Shortly after leaving Lukla we came across a colourful pheasant in the trees and someone else’s guide told us it was the national bird of Nepal. Right after that a young cow/yak hybrid came up to Sean begging for ear rubs, which really made his day. Even though I had trekking poles I had bought in Lukla, Sean insisted on hiring a porter to carry my bag in the town of Phakding, an hour or so out of Lukla. It ended up being a great idea and allowed me to enjoy the hike way more than I would have. The porter’s name was something like “Cherling” and he was only 18, having started portering and guiding at the age of 15. It cost the equivalent of $15 for the 6 hour hike with him to Namche. Before we left we stopped at his house so he could grab some things and his mother invited us to wait in her kitchen while she mashed potatoes into a paste using a board and roller on the floor. She was very friendly and insisted we eat a couple of apples from her tree, which were good despite being quite brown inside. I gave her an orange in exchange and I think she was happy about that. It was very cute to watch her nag her son and say her farewells to him. We had a really good experience with Cherling because he went above and beyond acting as a guide, pointing out a lot for us and teaching us about the area.
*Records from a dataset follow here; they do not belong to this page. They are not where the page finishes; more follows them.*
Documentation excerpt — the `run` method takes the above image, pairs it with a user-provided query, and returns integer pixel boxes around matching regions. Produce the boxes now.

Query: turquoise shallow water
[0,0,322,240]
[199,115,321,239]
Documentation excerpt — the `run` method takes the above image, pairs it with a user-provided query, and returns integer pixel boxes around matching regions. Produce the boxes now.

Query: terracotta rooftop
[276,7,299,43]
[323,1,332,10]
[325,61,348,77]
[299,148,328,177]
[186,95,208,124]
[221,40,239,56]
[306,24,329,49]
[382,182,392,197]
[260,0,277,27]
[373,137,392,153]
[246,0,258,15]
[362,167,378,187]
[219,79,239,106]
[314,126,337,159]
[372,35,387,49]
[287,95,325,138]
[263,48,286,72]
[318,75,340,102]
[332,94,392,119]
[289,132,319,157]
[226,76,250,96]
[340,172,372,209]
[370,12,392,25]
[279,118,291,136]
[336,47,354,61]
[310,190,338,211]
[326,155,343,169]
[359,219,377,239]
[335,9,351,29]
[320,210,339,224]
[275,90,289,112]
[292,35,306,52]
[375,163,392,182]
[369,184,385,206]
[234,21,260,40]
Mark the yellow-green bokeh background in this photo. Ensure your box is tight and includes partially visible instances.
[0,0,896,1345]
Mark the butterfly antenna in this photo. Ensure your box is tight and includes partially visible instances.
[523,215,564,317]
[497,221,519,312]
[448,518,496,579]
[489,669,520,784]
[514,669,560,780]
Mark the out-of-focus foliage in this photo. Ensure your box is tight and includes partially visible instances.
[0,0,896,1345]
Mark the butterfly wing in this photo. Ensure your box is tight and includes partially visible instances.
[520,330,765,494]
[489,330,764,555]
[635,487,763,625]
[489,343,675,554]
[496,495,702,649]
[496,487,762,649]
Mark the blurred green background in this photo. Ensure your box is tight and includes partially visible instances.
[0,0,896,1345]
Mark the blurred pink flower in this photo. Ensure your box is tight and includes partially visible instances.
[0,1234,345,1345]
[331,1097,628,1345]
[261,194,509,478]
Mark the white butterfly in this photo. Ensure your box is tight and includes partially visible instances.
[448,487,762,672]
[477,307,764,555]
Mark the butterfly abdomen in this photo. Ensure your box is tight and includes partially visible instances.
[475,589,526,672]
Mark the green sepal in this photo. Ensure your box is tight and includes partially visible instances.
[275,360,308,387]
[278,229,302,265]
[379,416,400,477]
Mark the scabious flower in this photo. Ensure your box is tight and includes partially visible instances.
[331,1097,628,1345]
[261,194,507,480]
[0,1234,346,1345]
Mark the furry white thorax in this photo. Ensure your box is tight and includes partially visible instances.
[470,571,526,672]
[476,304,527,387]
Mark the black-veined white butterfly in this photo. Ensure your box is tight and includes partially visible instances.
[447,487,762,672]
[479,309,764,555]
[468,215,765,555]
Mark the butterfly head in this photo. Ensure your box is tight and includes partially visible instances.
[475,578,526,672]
Ever since departing Lukla we were suddenly on a highway of tourists, which was strange after having the trail mostly to ourselves for the last week. We followed a steady stream of other people, sometimes at a crawl. One Spanish woman was making ridiculous attempts at passing people, once climbing up on a steep ledge where she was almost knocked off. A Nepali woman grabbed her arm to steady her and was thanked with nothing more than a glare. Then the Spanish lady tried to bust her way through a yak train, which are much more stubborn and aggressive than donkeys. Everyone else was waiting as they should, and the yak train drivers had to yell at this woman to get out of the way. Finally at a crowded rest stop that same woman used the toilet clearly marked “paid” rather than the one marked “free” and put up a huge fight with the Nepali employees trying to collect less than 50 cents from her; they didn’t even know how to react. Our guide later told us he thought she might be Israeli, as they are known to be so rude that some guides refuse to work for them. Sean had told me similar stories from around the world about the Israeli reputation, and it was funny to hear it coming from our guide.
While listening to the ridiculous antics at the rest stop, we finally got our first glimpse of Everest. I thought it was the plainest looking mountain I’ve ever seen; maybe it will be more impressive from another angle. Throughout the hike we crossed 4 suspension bridges, one that towered above another and was so high it swayed in the wind enough that you couldn’t walk straight. When we finally got to Namche, we rested for a couple days while getting things in order to start our major trek, the Three Passes. The day before we left for our trek, I came down with a nasty cold. After talking and planning for awhile, we decided Sean should carry on and test out the first mountain pass, while I stayed behind to kick my cold. We planned on reconvening in a week at a town a days hike from Namche, and heading to Everest base camp and Gokyo lakes from there. So lucky for you I’ve had more than enough time on my hands to be writing blog posts!